Signals pose a problem in trusted software because they are not predictable. There are two main areas of concern when it comes to handling signals:
If a signal is received by a trusted command, that command must not simply exit and leave the system in an inconsistent or insecure state. If a command contains critical sections that cannot be interrupted, every effort must be made to prevent signals from interrupting those sections.
On the other hand, a signal usually means either that a system problem has occurred (like memory exhaustion, an addressing error, or invalid operation) or that the user has decided to abort the operation. Regardless, it is not correct for a command to continue processing as though nothing had happened.
A system-generated signal usually signifies a flaw in the command and almost certainly means that further processing will be based on corrupt data. A user-generated signal signifies a change of heart by the requesting user and should be honored where possible by restoring the system to the state it was in before the command was invoked. If a command receives a signal after it is committed to a change, the command should finish any steps necessary to ensure consistency and exit.
Attempts to write signal-safe commands must take into account the possibility of unforeseen signals and signals that cannot be caught. On any given system, the set of possible signals is constant, but in general, systems are allowed to have their own implementation-specific signals.
It is better to keep the critical sections of a command as small as possible than to try to protect large critical sections against interruption. This principle means, for example, a command that changes a system database should make all changes on a copy of any sensitive part of the database (for example an index file) before replacing the original. This limits opportunity for an unknown signal to interrupt the sensitive part of the command.
When a trusted command is using privilege or some other extraordinary access and receives a signal, the command may enter a signal handler.

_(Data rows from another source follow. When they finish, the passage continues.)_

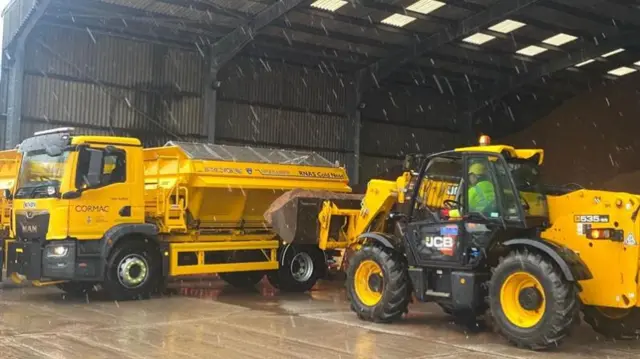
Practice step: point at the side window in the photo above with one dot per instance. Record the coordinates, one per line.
(97, 168)
(509, 199)
(114, 169)
(481, 186)
(441, 182)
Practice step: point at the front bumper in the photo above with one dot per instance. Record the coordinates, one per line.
(55, 260)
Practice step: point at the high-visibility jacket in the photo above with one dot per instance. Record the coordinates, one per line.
(482, 197)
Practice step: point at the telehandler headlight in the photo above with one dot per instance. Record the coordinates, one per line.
(605, 233)
(57, 251)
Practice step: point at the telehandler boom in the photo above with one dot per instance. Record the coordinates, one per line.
(100, 210)
(474, 229)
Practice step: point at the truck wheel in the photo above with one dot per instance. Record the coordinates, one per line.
(378, 284)
(133, 270)
(76, 289)
(533, 306)
(242, 279)
(614, 323)
(300, 268)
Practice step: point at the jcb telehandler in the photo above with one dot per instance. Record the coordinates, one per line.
(470, 229)
(101, 211)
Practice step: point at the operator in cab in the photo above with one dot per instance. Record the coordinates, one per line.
(482, 196)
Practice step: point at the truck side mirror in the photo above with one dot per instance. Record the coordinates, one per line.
(71, 195)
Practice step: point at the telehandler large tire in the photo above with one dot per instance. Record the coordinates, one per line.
(133, 270)
(377, 284)
(532, 304)
(300, 268)
(614, 323)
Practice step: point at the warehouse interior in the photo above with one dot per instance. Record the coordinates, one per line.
(362, 82)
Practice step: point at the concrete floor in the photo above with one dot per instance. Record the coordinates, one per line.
(210, 320)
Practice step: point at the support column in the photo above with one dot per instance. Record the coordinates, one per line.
(354, 99)
(210, 97)
(14, 97)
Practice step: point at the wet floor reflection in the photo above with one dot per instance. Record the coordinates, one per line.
(205, 318)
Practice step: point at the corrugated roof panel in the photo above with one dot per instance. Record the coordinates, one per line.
(250, 7)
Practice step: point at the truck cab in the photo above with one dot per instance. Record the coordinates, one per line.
(70, 191)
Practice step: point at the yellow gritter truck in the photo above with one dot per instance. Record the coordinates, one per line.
(9, 165)
(99, 210)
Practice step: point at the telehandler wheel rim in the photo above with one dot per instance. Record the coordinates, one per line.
(523, 300)
(17, 278)
(301, 267)
(368, 283)
(133, 271)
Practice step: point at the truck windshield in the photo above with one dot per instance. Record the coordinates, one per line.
(526, 176)
(39, 173)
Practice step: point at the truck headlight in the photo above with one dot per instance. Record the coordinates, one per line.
(57, 251)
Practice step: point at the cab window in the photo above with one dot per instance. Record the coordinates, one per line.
(481, 186)
(440, 183)
(99, 168)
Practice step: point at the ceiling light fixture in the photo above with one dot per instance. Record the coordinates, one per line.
(621, 71)
(614, 52)
(425, 6)
(398, 20)
(329, 5)
(559, 39)
(532, 50)
(478, 38)
(585, 62)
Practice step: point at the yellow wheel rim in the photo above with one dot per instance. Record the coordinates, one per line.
(514, 287)
(368, 283)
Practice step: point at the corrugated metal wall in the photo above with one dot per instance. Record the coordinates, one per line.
(106, 85)
(401, 120)
(268, 103)
(13, 20)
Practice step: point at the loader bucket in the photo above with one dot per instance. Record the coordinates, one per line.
(294, 215)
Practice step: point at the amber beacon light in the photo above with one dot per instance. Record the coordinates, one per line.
(484, 140)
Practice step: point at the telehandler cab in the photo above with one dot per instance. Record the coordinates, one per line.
(470, 258)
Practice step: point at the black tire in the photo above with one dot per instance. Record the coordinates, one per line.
(559, 308)
(395, 286)
(300, 268)
(77, 289)
(134, 270)
(242, 279)
(613, 323)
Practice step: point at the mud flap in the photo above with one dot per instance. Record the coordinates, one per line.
(24, 258)
(294, 215)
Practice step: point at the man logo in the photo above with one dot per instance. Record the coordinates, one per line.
(444, 245)
(29, 228)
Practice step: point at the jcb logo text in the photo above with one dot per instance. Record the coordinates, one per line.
(438, 242)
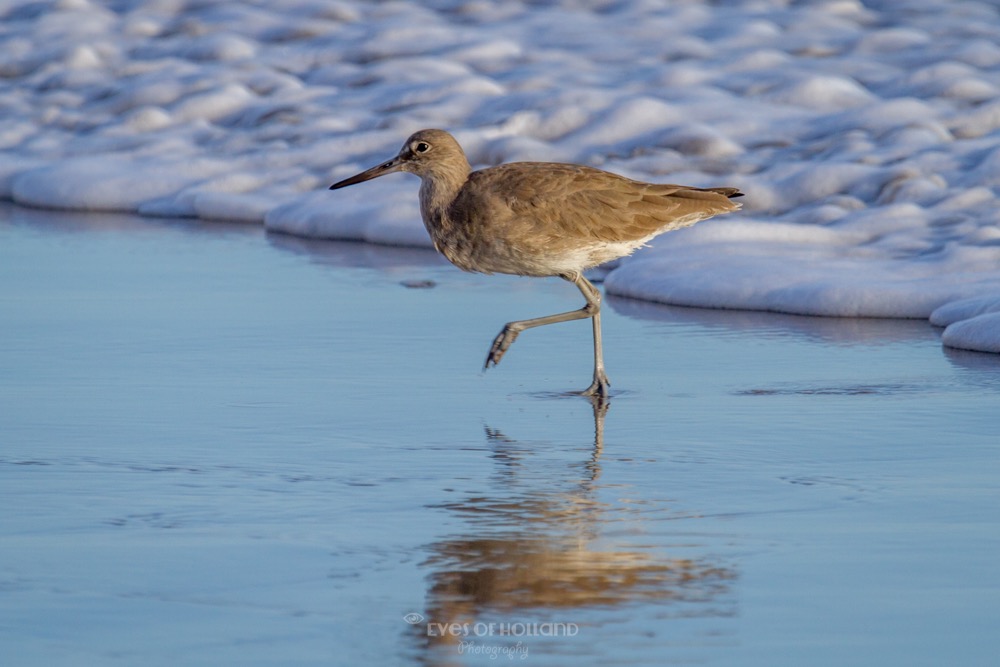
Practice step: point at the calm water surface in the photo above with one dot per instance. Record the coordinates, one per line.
(224, 447)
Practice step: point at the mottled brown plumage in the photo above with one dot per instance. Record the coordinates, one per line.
(541, 219)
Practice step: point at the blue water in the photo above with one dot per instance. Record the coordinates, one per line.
(224, 447)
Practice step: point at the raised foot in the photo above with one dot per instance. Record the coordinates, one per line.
(501, 344)
(599, 389)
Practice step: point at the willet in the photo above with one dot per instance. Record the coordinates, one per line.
(541, 219)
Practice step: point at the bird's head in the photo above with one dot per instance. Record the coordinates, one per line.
(427, 153)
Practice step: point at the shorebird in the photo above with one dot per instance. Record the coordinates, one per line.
(541, 219)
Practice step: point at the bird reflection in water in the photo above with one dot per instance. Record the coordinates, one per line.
(538, 548)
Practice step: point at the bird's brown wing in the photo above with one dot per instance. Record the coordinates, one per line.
(586, 203)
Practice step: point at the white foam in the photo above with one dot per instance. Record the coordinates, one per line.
(864, 135)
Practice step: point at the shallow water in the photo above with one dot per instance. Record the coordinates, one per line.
(226, 447)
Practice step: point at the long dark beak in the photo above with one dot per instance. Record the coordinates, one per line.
(395, 164)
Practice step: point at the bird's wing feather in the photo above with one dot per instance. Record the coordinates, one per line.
(586, 202)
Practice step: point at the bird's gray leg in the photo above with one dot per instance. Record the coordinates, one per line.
(599, 387)
(591, 309)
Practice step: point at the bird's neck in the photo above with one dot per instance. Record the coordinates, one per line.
(438, 191)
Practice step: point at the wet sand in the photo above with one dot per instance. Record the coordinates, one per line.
(227, 447)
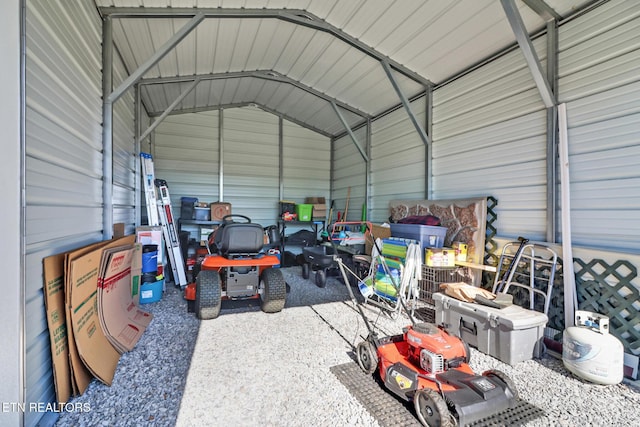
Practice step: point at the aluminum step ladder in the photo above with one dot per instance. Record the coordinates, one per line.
(159, 212)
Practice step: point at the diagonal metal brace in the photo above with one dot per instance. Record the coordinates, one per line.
(155, 58)
(169, 109)
(349, 131)
(405, 103)
(518, 27)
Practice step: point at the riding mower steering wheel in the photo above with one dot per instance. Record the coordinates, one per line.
(228, 219)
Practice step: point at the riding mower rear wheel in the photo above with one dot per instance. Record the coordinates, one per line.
(208, 295)
(273, 290)
(321, 278)
(367, 357)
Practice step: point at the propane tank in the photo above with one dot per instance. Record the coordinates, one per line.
(590, 352)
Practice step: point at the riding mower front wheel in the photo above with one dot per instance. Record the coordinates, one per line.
(273, 290)
(208, 295)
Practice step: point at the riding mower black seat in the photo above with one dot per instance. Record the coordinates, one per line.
(238, 238)
(237, 268)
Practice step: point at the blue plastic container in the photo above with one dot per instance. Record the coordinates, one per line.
(150, 259)
(429, 236)
(151, 292)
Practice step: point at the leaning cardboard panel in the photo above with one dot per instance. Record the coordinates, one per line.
(124, 321)
(80, 375)
(95, 350)
(53, 271)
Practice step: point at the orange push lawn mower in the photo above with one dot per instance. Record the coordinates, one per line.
(236, 268)
(429, 367)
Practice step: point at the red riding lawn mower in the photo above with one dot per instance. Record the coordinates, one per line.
(429, 367)
(236, 268)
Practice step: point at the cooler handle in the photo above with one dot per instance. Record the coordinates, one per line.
(468, 327)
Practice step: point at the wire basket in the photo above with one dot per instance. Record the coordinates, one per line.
(432, 277)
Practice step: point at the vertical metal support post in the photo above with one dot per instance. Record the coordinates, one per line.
(137, 198)
(331, 168)
(107, 129)
(428, 151)
(552, 132)
(367, 174)
(280, 159)
(221, 155)
(405, 103)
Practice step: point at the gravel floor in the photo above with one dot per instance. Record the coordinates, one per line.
(248, 368)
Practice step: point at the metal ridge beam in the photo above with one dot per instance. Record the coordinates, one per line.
(259, 74)
(294, 16)
(249, 104)
(545, 11)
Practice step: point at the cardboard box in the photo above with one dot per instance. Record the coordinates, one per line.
(219, 210)
(152, 235)
(315, 200)
(511, 334)
(304, 212)
(319, 211)
(123, 321)
(93, 347)
(53, 271)
(440, 257)
(378, 232)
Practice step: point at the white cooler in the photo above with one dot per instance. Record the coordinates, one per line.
(511, 334)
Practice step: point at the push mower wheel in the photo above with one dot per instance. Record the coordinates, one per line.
(367, 357)
(467, 352)
(511, 387)
(432, 409)
(273, 290)
(208, 295)
(321, 278)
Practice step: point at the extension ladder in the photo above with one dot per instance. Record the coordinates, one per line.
(162, 214)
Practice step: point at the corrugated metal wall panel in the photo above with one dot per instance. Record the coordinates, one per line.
(397, 160)
(185, 154)
(306, 164)
(489, 139)
(63, 160)
(599, 56)
(349, 175)
(251, 163)
(124, 158)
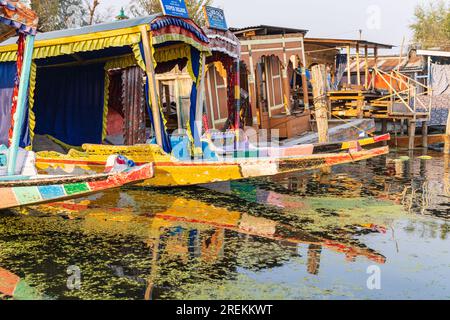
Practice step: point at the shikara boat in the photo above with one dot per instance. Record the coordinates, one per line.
(171, 172)
(20, 185)
(33, 190)
(132, 49)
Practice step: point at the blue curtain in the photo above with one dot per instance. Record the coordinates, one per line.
(7, 79)
(167, 147)
(69, 103)
(195, 58)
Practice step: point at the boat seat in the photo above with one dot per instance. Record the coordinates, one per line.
(25, 163)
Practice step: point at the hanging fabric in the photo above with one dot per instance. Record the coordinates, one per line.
(19, 63)
(193, 131)
(341, 66)
(70, 108)
(167, 146)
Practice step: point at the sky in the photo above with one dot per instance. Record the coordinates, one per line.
(384, 21)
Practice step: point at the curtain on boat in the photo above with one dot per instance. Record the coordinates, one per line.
(7, 79)
(167, 146)
(341, 66)
(196, 135)
(69, 103)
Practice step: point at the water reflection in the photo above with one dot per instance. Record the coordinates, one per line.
(276, 238)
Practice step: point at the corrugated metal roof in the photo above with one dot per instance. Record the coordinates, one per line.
(265, 30)
(340, 43)
(389, 63)
(116, 25)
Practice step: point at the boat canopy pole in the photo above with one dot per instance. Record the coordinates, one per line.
(21, 104)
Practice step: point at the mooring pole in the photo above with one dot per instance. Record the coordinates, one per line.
(319, 83)
(447, 136)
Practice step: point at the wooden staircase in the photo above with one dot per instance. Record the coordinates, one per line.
(402, 100)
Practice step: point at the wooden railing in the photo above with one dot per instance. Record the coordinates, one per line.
(407, 97)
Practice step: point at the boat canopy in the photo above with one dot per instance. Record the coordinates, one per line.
(69, 89)
(226, 55)
(16, 17)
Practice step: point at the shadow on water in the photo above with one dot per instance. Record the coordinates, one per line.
(306, 235)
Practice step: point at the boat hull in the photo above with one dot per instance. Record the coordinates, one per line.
(44, 189)
(170, 172)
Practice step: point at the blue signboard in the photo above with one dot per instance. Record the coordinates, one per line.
(175, 8)
(215, 18)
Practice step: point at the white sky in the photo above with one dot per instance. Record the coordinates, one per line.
(384, 21)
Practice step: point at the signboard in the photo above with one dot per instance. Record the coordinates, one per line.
(215, 18)
(175, 8)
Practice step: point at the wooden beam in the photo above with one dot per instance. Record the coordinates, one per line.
(349, 73)
(366, 67)
(358, 65)
(447, 136)
(153, 93)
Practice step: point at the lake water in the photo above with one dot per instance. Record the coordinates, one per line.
(378, 229)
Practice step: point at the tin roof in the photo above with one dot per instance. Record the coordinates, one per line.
(265, 30)
(341, 43)
(389, 63)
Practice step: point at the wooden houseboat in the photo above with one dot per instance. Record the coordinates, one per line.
(95, 85)
(20, 185)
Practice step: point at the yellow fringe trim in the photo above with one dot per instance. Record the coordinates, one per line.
(31, 114)
(74, 47)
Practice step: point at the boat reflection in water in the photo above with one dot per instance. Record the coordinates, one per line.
(275, 238)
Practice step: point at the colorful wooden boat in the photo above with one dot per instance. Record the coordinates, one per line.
(171, 172)
(20, 185)
(25, 191)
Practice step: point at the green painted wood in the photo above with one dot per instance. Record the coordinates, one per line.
(27, 195)
(75, 188)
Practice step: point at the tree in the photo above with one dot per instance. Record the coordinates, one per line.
(145, 7)
(65, 14)
(432, 25)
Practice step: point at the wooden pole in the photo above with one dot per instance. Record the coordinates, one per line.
(304, 78)
(384, 129)
(285, 84)
(425, 134)
(21, 105)
(153, 93)
(200, 100)
(366, 67)
(447, 136)
(319, 82)
(375, 54)
(179, 104)
(412, 134)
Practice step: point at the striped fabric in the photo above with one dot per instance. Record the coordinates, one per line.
(15, 15)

Because signals are unpredictable, it is not a good idea for a command to change the privileges or other access attributes of its process inside a signal handler. When the handler returns to the main stream of processing, these attributes must be the same as they were before the signal occurred, or unpredictable processing will result.
Since signal handlers are not allowed to change process attributes, they should never do anything that might take advantage of privileges or special access. In general, a signal handler should set a flag and return or longjump away. Once the flag is set, the command can recognize the signal and respond to it in an orderly fashion.